The Pioneer. A 24-year-old Dalmatian sailor commanded the Partisans' only warship, the fishing smack Pioneer, whose eight men were armed with four rifles. The Dalmatian told of sighting an Italian coastal convoy one day--15 vessels, strung-out over 15 miles, with a minesweeper at each end of the column. The Pioneer attacked in the middle. The captain of the attacked boat, seeing rifles, surrendered. A Partisan went aboard, ordered the prize to head for a small section of the coast which was held by Partisans. The Pioneer went after the next vessel, applied the same treatment. Two more were taken before one of the minesweepers arrived to shoo the now unarmed Pioneer away.

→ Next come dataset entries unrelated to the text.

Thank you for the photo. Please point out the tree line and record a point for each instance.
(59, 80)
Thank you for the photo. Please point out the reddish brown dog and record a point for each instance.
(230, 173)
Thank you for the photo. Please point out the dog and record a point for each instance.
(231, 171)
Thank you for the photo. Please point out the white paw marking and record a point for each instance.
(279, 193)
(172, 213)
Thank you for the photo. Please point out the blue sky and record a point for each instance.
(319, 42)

The Air Force. A 31-year-old captain operated against the Germans with the only warplane the Partisans then had. On his first mission, he was told to bomb a German column crossing the Sava near Jasenovac. As his Potez approached, the enemy unfurled their flag for identification, not believing that the Partisans had any planes. The Captain dropped his bomb, killed 15 Germans, then leaned over to hurl 15 hand grenades. The Germans decided to take no more chances, afterward opened fire on, every Potez biplane they saw. On three successive days they brought down Potezes, all manned by Germans.

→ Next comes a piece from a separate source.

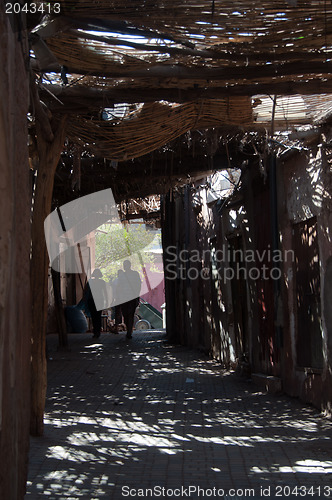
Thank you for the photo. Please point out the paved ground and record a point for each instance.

The Railroad. A 30-year-old Slovenian private lost his wife and five-year-old son when the Italians came to his town. His mother and sister were sent to forced labor in Germany. The private joined the Liberation Movement. When the Allies invaded Sicily, the Germans were using Trieste as an embarkation point for southern Italy. Each day for a month the private and his fellow Partisans cut the German-controlled railroad from Ljubljana to Trieste. The Germans cut down the forest on either side of the right of way, installed high-tension wires, built pillboxes every 500 yards. But the breaks continued, and all that month the Germans had to march their troops the 60 miles to Trieste.
The Faith. Said Correspondent Lang in conclusion: "The full story of the heroic Partisan resistance to the vastly superior forces of the Germans cannot be told until the end of the war. Even their names are secret. But in these few stories Americans may read the courage, resolution and faith in eventual freedom over which no tyranny may long last."